POGO bars don’t have much in common with Uncrustables. Both are frozen, but Sweet Earth’s product looks like a protein bar (Uncrustables are round) and has several diverse flavors that make them attractive for adults. These include Figgy — fig and tart cherry filling inside a cherry-beet crust that is topped with oats and chia seeds — and Dulce — the caramel and banana filling inside a cocoa trust topped with puffed quinoa.
Curtis said the Expo East crowd loved the look and taste of the bars. They have nothing artificial and their vibrant colors come from the fruits and vegetables inside them. Plus, they are high in protein and fiber, and contain 1 billion CFUs of probiotics.
“This is really going to be something people purchase when they’re on the go,” Curtis told Food Dive.
Much room for mushroom
While mushrooms are often maligned and avoided by many U.S. consumers, the popular fungus is gaining popularity in a food synonymous with meat: jerky.
Booths throughout Expo East like South Mill Champs displayed the mushroom in other forms such as bars, crisps and even with coffee, but it was the chewy snack that is grabbing the attention of both upstart and more established companies. South Mill Champs, which has been growing fresh mushrooms for 80 years, had on display its mushroom with meats such as filet mignon and turkey and fruits such as berries.
"People just haven't known until recently the true value of a mushroom.

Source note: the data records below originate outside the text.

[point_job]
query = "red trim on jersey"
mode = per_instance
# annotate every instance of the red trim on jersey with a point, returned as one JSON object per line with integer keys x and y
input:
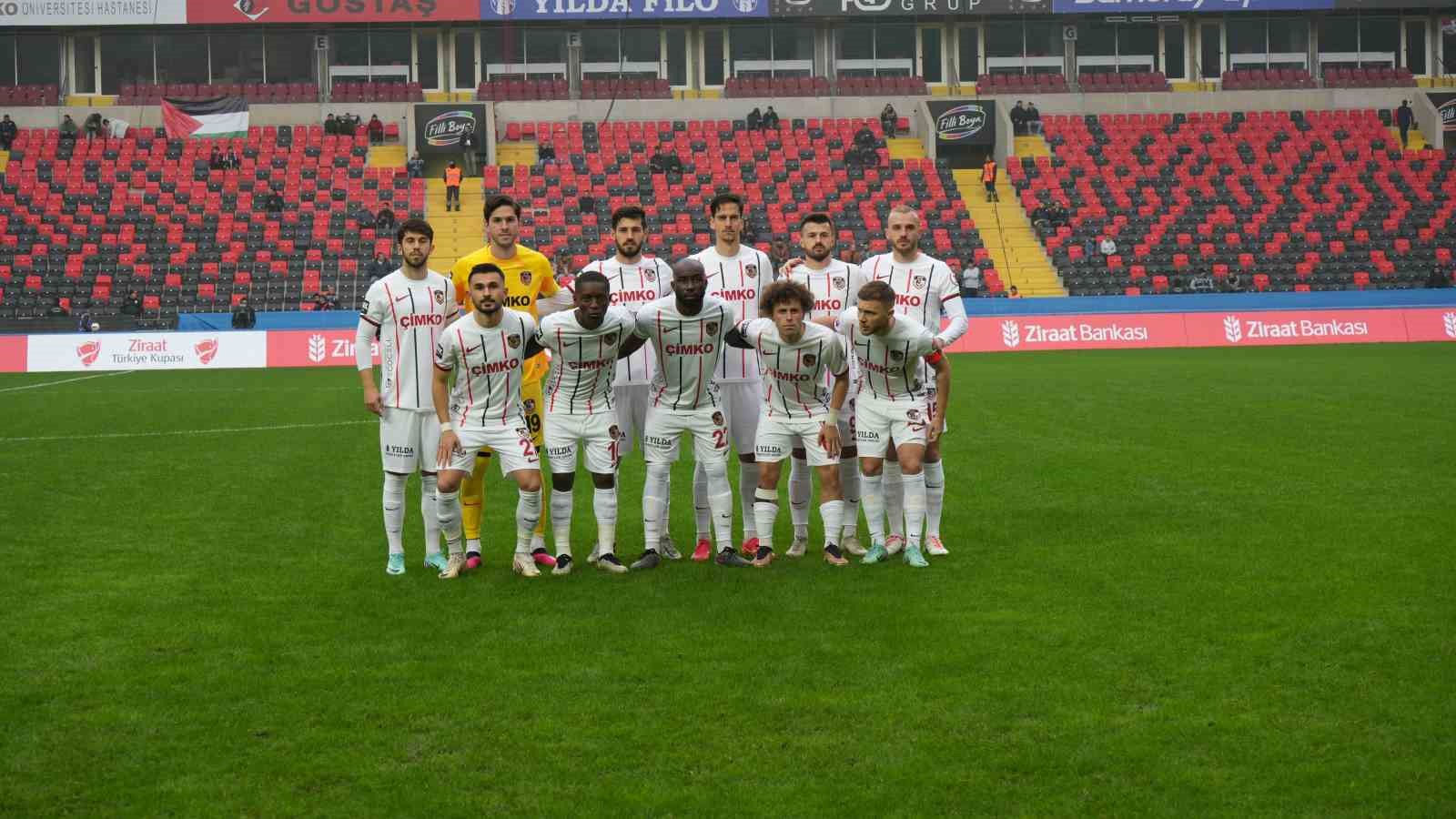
{"x": 470, "y": 389}
{"x": 393, "y": 315}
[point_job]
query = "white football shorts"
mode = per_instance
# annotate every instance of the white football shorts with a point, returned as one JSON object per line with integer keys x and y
{"x": 408, "y": 439}
{"x": 597, "y": 436}
{"x": 664, "y": 428}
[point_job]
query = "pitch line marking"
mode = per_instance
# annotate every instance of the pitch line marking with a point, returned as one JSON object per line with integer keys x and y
{"x": 217, "y": 431}
{"x": 65, "y": 380}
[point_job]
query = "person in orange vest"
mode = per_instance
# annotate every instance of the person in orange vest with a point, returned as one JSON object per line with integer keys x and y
{"x": 453, "y": 175}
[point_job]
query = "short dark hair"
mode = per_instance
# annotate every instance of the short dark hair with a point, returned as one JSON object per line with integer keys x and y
{"x": 721, "y": 200}
{"x": 484, "y": 268}
{"x": 414, "y": 227}
{"x": 877, "y": 292}
{"x": 781, "y": 292}
{"x": 817, "y": 219}
{"x": 593, "y": 278}
{"x": 497, "y": 201}
{"x": 628, "y": 212}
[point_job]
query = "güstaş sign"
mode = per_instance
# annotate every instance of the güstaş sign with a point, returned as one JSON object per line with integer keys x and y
{"x": 329, "y": 11}
{"x": 623, "y": 9}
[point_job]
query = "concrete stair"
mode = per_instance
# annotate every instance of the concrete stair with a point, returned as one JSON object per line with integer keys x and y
{"x": 516, "y": 153}
{"x": 386, "y": 157}
{"x": 456, "y": 232}
{"x": 1414, "y": 137}
{"x": 905, "y": 147}
{"x": 1009, "y": 239}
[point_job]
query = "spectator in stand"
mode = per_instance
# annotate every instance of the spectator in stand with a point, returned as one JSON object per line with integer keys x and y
{"x": 972, "y": 280}
{"x": 888, "y": 120}
{"x": 244, "y": 315}
{"x": 453, "y": 177}
{"x": 385, "y": 219}
{"x": 379, "y": 267}
{"x": 470, "y": 153}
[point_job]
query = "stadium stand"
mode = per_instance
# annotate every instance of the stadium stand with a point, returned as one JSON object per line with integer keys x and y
{"x": 785, "y": 174}
{"x": 94, "y": 222}
{"x": 1278, "y": 200}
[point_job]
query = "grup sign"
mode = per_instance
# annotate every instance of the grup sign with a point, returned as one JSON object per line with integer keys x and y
{"x": 439, "y": 128}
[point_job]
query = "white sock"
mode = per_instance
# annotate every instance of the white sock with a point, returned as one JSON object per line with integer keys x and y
{"x": 764, "y": 509}
{"x": 830, "y": 513}
{"x": 871, "y": 496}
{"x": 528, "y": 511}
{"x": 448, "y": 508}
{"x": 561, "y": 521}
{"x": 703, "y": 511}
{"x": 747, "y": 481}
{"x": 800, "y": 490}
{"x": 915, "y": 508}
{"x": 427, "y": 511}
{"x": 895, "y": 499}
{"x": 849, "y": 486}
{"x": 604, "y": 503}
{"x": 395, "y": 511}
{"x": 934, "y": 497}
{"x": 652, "y": 493}
{"x": 720, "y": 499}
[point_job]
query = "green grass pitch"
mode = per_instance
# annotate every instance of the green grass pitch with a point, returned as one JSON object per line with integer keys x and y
{"x": 1183, "y": 581}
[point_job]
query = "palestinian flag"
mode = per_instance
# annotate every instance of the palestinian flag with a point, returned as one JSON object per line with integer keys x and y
{"x": 222, "y": 116}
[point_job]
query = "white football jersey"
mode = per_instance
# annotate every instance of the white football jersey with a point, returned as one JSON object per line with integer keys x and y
{"x": 488, "y": 363}
{"x": 739, "y": 281}
{"x": 925, "y": 290}
{"x": 689, "y": 350}
{"x": 633, "y": 286}
{"x": 797, "y": 373}
{"x": 582, "y": 361}
{"x": 410, "y": 317}
{"x": 888, "y": 363}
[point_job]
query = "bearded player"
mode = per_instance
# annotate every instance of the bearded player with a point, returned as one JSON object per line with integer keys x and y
{"x": 531, "y": 288}
{"x": 635, "y": 280}
{"x": 737, "y": 274}
{"x": 797, "y": 410}
{"x": 407, "y": 310}
{"x": 832, "y": 283}
{"x": 925, "y": 292}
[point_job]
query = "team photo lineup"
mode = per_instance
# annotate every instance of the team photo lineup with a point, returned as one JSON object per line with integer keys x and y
{"x": 832, "y": 366}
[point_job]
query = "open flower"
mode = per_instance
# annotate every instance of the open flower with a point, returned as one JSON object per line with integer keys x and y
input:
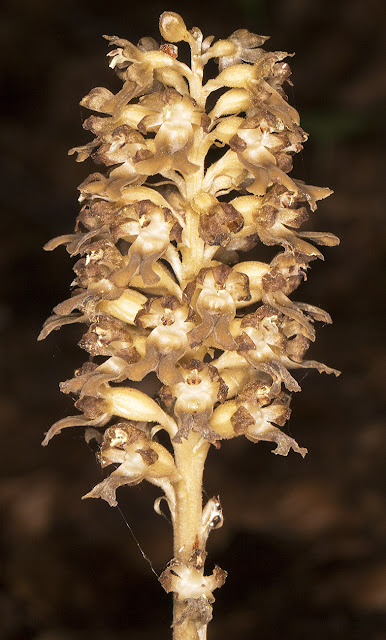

Now it seems everyone is using them in some form. I've seen a shampoo using them recently," David Eberwein, Shrooms Snacks' director of innovation, told Food Dive.
The global mushroom market is projected to jump from $34.1 billion in 2015 to $69.3 billion by the end of 2024 amid growing consumer interest in functional foods and food as medicine. Mushrooms are touted for a host of benefits, including antioxidants, essential vitamins, their role in boosting immunity and fiber. Increasingly, foods using the mushroom have included them into snacks and other items that are portable — removing the need to prepare and cook them.
"People just haven't known until recently the true value of a mushroom. Now it seems everyone is using them in some form."
Director of innovation, Shrooms Snacks
The usefulness of the mushroom has attracted the interest of Big Food in recent years. In 2017, Kellogg invested through its VC arm in MycoTechnology, a Colorado firm making vegan shiitake mushroom-based protein. General Mills has invested $3 million in Purely Elizabeth, a company using functional mushroom powder in its wellness bars.
When Michael Pan, the founder of Pan's Mushroom Jerky, was traveling throughout Malaysia several years ago he was offered a rich, savory snack that he thought was pork-based. He discovered that it was a family recipe featuring shiitake mushrooms, and the idea for his product was born. Pan, whose product first hit the market in 2018 and now is in 600 stores, said his experience working with mushroom caused him to realize just how polarizing the fungus is with its mushy texture and sometimes offputting flavor.
"Our product is more subtle," Pan said in an interview. "We try to encourage people that I get that you don't like mushrooms but please give us a try."